Tuesday 21 May 2013

Sister Corita

Rachel Tighe Unit 5 Contextual Influences

Frances Elizabeth Kent, also known as Sister Corita, born on November 20th 1981, was an artist who worked in Boston and LA, America. Her artwork and imagery featured messages of love and peace and features her beliefs and hopes which were shown and exhibited throughout her art work, however were not always welcome at the time of Vietnam. Because of this one of her works in a New York exhibit show room had to be amended as it was seen as too subversive. They were mostly done by silk-screening and serigraphy. It was very popular during the 1960’s and 1970’s where she began to add song lyrics or well-known advertising slogans into her art. She also designed the annual ‘love’ stamp in 1985.

Sister Corita’s work was very vibrant, bright and unique, using quick ‘splashes’ of colour and consisted of several hundred serigraph designs which were used for book covers murals and poster designs. Her earliest work featured phrases and imagery from the Bible which made her beliefs well known through her work. Her unique and distinctive style helped to bring silk screening and serigraph into the world of fine art design.
Sister Corita began in the Roman Catholic order of the ‘Sisters of the Immaculate Heart of Mary’ in LA after she had finished high school. Here she became Sister Mary Corita and earned her BA in 1941 and later became chairman of its art department. During semesters, Sister Corita and her students would work hard to create new serigraph designs for her art. She then went on to colleges of art and design and then at the University of Southern California where she studied the history of art and received a masters degree. She left the Immaculate Heart college in 1968 to move to Boston, where she then devoted her life to creating her art and imagery and created over 400 serigraph images throughout the next 18 years. She began focusing on a lot of floral silk screens which dominated her work for a while. She still created posters and billboards for company’s and social events, but eventually died from cancer in 1986, age 67.

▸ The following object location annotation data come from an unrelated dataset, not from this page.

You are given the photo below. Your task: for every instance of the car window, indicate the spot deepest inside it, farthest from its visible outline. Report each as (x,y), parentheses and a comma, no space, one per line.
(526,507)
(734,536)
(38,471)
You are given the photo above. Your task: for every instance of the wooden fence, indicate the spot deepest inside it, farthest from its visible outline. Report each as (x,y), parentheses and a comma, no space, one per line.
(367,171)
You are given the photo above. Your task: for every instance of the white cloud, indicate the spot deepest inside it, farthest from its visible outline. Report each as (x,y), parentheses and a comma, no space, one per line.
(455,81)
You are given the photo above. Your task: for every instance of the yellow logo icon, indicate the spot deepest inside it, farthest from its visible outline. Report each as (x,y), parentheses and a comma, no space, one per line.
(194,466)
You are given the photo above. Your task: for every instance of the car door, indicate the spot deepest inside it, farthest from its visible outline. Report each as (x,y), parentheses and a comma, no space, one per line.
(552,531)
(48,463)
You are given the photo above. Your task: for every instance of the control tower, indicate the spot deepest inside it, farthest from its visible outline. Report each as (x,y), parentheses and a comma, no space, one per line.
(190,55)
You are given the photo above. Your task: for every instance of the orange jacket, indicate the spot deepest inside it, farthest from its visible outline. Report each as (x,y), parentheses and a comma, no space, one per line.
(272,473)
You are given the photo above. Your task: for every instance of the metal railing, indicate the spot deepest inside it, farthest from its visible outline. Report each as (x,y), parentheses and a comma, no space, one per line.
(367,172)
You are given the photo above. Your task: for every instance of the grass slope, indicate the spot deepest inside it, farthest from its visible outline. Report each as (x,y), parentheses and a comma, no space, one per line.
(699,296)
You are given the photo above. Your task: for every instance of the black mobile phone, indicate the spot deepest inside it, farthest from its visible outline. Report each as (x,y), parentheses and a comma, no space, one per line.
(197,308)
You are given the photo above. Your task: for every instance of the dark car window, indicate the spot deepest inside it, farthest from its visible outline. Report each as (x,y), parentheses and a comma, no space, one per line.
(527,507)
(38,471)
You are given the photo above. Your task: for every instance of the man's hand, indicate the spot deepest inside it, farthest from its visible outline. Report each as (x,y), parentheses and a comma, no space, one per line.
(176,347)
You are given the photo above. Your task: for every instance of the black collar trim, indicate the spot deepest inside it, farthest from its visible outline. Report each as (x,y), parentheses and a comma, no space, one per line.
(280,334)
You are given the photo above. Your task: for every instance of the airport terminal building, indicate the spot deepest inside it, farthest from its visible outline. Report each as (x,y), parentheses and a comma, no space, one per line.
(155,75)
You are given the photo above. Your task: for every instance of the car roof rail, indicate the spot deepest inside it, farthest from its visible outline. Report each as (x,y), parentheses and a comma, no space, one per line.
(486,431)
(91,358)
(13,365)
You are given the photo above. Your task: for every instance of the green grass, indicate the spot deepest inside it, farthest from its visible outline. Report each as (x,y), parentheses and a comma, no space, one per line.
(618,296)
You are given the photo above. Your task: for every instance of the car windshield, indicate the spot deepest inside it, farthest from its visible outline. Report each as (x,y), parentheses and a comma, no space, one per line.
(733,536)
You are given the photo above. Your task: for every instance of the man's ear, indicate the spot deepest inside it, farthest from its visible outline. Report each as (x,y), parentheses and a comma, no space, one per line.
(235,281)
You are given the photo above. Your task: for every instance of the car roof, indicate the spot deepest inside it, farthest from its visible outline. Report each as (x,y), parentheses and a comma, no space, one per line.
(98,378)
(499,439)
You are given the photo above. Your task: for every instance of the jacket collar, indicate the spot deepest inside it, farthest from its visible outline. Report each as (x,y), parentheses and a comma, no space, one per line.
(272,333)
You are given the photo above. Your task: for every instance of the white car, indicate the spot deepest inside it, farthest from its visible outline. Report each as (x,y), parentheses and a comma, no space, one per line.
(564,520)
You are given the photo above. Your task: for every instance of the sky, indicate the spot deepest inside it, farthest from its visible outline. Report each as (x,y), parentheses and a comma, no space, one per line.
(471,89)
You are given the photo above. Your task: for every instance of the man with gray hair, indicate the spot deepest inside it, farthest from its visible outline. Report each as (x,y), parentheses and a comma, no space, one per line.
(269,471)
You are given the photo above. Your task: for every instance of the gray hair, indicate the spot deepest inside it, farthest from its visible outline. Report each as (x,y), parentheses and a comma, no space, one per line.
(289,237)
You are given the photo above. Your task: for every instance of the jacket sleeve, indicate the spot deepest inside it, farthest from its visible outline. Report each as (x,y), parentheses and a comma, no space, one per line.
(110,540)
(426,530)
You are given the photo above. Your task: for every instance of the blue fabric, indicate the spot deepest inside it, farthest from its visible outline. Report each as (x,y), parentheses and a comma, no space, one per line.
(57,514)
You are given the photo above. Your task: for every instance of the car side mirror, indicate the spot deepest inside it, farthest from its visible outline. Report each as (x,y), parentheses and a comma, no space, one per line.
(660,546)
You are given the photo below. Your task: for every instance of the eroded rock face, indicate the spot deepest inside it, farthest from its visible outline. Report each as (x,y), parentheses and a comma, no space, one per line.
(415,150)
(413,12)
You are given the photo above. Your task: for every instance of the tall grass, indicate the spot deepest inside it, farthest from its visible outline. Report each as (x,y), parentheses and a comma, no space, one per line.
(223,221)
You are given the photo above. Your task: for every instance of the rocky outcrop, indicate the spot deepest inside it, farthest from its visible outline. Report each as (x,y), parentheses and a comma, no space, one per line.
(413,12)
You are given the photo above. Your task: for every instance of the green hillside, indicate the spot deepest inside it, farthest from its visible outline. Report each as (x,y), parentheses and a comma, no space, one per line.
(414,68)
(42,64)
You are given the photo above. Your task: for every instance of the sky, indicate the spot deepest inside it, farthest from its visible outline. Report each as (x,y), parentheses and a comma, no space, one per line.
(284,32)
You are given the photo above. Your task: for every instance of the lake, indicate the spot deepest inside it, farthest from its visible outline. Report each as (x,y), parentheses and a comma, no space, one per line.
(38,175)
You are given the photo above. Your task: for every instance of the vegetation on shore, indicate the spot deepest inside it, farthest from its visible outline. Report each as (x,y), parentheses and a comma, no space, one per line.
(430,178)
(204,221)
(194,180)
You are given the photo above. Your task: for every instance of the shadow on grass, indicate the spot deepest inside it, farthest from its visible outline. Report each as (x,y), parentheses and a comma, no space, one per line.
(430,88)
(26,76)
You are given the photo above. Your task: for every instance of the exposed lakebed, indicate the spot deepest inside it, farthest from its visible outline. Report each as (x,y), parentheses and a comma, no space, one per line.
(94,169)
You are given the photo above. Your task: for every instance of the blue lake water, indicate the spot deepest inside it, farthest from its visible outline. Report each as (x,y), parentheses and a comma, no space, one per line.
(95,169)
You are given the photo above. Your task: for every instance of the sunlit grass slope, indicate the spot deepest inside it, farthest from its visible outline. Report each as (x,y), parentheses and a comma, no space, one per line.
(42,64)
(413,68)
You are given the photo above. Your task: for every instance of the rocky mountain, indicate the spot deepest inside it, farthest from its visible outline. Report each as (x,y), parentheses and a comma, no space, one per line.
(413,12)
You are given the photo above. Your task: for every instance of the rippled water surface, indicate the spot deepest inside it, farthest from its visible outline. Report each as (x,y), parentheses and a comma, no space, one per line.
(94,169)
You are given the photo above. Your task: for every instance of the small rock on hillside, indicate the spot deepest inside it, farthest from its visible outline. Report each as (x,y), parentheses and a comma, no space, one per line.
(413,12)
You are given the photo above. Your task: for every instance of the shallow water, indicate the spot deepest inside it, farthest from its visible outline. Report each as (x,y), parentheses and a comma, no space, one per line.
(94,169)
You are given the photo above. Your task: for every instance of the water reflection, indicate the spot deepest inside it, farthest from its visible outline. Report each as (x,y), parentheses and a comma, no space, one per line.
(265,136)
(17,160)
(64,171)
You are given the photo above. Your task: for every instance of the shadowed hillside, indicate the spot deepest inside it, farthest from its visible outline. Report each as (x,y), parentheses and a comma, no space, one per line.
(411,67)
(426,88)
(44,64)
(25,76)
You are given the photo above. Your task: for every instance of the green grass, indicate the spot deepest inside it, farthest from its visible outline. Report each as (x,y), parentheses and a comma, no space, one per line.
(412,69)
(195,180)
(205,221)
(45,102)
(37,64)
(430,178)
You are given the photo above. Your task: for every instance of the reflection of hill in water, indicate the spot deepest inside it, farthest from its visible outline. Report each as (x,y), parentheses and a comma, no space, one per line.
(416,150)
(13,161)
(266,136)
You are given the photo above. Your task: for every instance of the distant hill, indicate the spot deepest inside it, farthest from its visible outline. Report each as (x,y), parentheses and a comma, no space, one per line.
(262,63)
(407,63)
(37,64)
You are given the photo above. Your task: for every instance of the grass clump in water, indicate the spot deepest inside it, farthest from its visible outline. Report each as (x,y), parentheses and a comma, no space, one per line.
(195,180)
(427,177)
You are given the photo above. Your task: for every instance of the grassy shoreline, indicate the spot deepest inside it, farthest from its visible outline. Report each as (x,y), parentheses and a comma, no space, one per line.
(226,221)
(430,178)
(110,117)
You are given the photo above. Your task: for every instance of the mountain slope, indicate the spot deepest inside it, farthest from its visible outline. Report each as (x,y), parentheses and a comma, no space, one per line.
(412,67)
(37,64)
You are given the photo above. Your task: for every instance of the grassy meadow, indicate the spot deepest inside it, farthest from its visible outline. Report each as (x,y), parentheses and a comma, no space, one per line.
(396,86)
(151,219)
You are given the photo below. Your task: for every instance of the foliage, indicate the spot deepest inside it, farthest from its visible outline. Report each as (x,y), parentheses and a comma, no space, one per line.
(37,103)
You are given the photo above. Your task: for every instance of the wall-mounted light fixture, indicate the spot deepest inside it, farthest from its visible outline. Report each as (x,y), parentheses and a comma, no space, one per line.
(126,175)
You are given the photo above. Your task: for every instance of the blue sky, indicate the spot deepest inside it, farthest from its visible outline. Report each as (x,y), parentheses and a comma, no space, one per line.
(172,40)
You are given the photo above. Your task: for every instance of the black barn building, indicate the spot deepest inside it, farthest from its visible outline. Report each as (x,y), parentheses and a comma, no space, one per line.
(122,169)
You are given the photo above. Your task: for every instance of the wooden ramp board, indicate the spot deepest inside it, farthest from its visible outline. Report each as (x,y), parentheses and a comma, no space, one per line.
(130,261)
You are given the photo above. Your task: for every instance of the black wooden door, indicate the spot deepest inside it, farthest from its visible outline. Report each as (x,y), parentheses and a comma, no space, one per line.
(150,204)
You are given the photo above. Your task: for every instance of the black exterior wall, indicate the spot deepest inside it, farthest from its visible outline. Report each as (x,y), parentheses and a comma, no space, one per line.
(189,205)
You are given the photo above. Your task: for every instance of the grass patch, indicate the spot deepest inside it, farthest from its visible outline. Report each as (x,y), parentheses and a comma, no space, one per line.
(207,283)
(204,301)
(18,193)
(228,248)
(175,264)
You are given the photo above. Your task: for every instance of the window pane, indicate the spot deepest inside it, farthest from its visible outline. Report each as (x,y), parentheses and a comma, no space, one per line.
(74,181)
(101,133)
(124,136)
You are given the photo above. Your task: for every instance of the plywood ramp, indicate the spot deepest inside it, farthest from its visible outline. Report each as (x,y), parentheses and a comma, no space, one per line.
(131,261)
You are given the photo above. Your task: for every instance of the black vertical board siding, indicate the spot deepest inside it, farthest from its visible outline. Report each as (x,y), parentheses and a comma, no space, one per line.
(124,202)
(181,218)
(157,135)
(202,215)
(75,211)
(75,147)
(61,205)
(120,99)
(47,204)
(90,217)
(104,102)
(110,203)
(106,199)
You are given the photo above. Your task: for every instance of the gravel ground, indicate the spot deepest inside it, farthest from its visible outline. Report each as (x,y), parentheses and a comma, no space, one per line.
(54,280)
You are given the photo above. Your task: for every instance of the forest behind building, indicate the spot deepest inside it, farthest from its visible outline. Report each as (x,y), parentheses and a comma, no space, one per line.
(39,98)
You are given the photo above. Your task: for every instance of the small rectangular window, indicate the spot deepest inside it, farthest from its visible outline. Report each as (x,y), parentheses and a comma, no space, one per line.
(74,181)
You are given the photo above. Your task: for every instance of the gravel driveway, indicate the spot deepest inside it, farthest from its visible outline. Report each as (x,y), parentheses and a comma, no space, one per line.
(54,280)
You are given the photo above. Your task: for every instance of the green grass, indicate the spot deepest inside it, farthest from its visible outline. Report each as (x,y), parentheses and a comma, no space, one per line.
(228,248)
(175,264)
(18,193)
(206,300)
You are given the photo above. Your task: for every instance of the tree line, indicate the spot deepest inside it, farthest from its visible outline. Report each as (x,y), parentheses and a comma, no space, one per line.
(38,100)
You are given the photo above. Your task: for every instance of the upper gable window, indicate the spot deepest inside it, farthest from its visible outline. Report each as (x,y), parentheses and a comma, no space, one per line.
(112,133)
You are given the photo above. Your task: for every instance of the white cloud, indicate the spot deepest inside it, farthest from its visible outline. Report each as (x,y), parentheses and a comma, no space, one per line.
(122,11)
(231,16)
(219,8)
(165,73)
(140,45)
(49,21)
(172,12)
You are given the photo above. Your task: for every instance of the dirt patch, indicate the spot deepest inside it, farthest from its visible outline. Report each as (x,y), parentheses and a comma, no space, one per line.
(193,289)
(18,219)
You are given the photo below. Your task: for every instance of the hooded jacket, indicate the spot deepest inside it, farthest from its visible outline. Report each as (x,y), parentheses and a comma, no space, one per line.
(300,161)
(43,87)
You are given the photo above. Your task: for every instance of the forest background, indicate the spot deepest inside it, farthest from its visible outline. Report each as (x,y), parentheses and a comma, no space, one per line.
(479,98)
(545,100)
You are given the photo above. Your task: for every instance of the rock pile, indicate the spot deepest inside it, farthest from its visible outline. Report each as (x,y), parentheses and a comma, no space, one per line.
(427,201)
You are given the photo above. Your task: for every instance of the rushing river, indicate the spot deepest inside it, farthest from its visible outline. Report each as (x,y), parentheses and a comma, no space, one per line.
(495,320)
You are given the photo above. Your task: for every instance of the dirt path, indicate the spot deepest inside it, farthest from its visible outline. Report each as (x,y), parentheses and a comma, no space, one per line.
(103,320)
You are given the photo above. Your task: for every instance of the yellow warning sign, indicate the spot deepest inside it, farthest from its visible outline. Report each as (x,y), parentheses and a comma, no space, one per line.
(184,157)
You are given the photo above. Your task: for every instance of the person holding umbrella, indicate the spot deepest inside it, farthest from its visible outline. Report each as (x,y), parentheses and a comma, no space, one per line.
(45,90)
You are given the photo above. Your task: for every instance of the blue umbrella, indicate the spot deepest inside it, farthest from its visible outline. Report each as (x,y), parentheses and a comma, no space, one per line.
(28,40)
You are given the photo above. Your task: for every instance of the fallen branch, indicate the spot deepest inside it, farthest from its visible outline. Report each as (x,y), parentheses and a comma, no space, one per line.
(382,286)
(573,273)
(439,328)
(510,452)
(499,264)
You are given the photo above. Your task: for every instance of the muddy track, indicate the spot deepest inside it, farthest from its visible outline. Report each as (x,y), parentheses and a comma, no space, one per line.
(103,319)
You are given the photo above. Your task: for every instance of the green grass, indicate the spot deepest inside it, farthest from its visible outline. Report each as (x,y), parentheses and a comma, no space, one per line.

I think that Sister Corita’s work is very bright and eye catching to it’s audience which relates well with her view on hope, peace and beliefs. It is as though she makes her work important looking through her colours so that she gets a message across and shows how strong her beliefs are. I like the way her work looks slightly messy in the way it is presented, but this just seems to make it look more creative and relatable to the artist. The way she creates her imagery and art is very precisely chosen and I think that this is good because it means that she has one method which she is most comfortable with and can use as much as possible, and yet she still experiments with other things, objects, media and phrases or slogans. I hope to use her ideas and media within my own work.